I can be paranoid about whether a collaborator is tired or hungry or uneasy. So, knowing that I can be tentative about pushing another person to a point of productive discomfort, my approach is to orchestrate conditions that allow the thing I’m looking for to emerge without me drilling it out of someone. Literature and writing, per your previous question, were tools I used with the dancers who worked on THREE BETRAYALS and one of the musicians I worked with on Syzygy. As a way of structuring our time together I would send them excerpts from these books I was reading, and we would do free writes together, exchange them, and respond to each other’s writing. During part of our rehearsals I would read these freewrites aloud as they ran through different improvisations. As I read aloud, I observed them, and from that, the movement and sound sequences in the final work took shape.
Are there questions, materials, or ways of working you are currently circling that feel unresolved or newly opening up for you?
This month, in residency at the Hermitage Retreat in Manasota Key, my bedroom opens onto the sand about a hundred feet from the sea. I came with a suitcase of materials to make large cyanotypes, because here I have the Florida sun and a slop sink, both which do not exist back home.

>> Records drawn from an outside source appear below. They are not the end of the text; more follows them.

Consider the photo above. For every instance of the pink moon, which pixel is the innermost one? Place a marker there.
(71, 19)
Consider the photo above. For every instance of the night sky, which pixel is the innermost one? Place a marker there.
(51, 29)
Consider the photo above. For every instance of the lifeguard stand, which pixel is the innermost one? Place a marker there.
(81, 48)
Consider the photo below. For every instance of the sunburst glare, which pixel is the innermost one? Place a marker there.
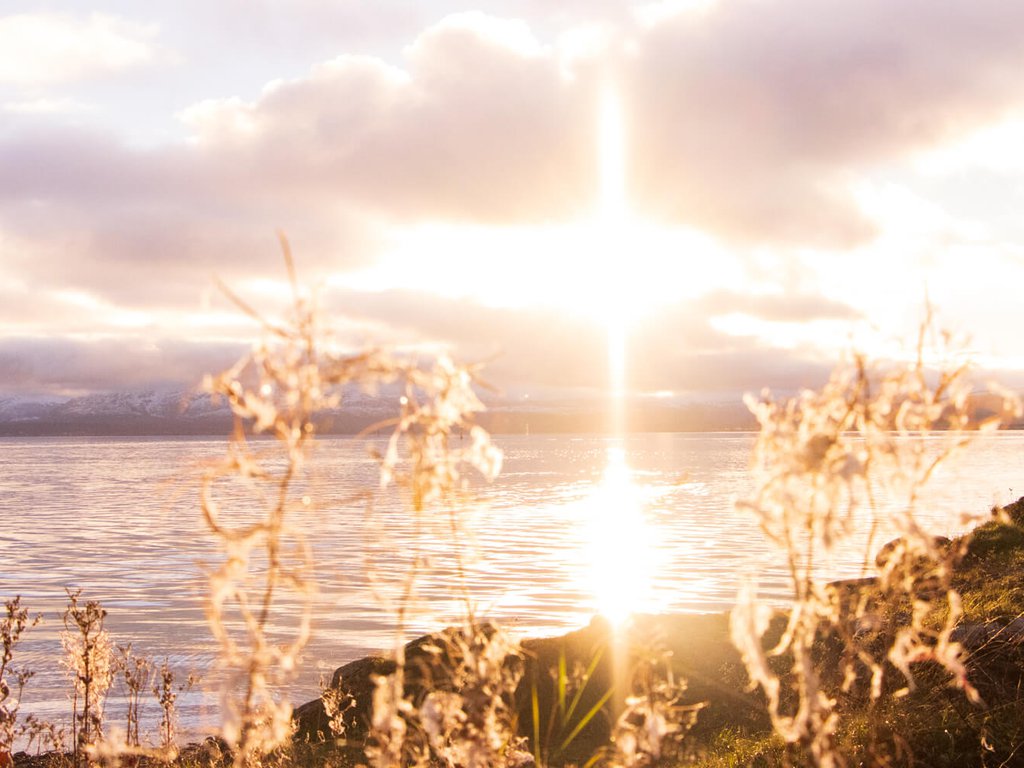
(621, 545)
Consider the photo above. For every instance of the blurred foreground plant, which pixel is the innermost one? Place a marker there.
(13, 625)
(88, 660)
(251, 498)
(828, 466)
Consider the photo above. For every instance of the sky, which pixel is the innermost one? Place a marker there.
(744, 188)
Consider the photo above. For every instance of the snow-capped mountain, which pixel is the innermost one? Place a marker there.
(160, 412)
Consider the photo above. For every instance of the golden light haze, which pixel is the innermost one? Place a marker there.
(743, 188)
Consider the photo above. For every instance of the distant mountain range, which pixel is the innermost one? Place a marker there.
(190, 413)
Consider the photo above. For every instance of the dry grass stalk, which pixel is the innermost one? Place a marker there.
(827, 465)
(14, 623)
(88, 660)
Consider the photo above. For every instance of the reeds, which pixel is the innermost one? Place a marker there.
(827, 465)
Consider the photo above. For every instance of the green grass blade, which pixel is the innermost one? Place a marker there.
(586, 681)
(586, 719)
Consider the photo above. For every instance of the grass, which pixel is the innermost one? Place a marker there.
(865, 674)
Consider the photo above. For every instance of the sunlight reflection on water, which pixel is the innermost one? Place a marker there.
(120, 518)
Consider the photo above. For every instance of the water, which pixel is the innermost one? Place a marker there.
(565, 532)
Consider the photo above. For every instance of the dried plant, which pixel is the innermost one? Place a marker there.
(280, 389)
(166, 693)
(45, 735)
(828, 466)
(462, 711)
(135, 672)
(88, 660)
(14, 623)
(654, 721)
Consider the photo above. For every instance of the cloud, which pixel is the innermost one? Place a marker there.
(752, 121)
(480, 126)
(44, 48)
(753, 118)
(33, 366)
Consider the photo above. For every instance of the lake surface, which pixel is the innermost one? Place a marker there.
(572, 526)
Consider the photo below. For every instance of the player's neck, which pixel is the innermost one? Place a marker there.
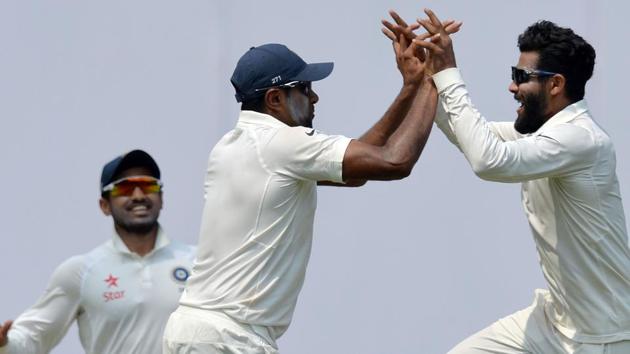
(138, 243)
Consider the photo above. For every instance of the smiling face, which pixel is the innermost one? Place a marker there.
(533, 97)
(136, 213)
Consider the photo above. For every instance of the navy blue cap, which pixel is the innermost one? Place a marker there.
(272, 65)
(135, 158)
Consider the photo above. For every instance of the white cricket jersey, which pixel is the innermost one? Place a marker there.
(571, 197)
(257, 223)
(120, 300)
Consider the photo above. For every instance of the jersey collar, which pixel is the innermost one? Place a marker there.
(257, 118)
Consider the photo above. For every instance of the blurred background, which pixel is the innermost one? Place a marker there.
(412, 266)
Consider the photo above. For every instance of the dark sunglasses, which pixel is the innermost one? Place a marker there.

I try not to be too knowledgeable about technique, but what I have chosen to know is that a cyanotype, while technically a photographic process, was originally developed as a way to make copies of notes and diagrams. An architectural blueprint is a form of cyanotype. So the process is a kind of language for transmitting and reproducing information. I spend my days building different sculptural assemblages and photo collages on top of the coated substrate and thinking about what kind of information I am trying to transmit, while the sun does its work. It is a full-body, athletic process. They call cyanotype a form of contact printing; one could thus also call it a deforming process.
I spent my first two weeks here wasting a lot of material and exposing unusable, even unspeakable, images. As it stands, I am thinking about using some of these cyanotypes as projection screens. There has been a project in my repository, either waiting or withering, which deals with sewers, hermits, and whores in the absence of light. The cyanotype is greedy for the sun, is made by it. But the divine blooms in darkness. So maybe my next move is to send this project on a date with my cyanotype screens.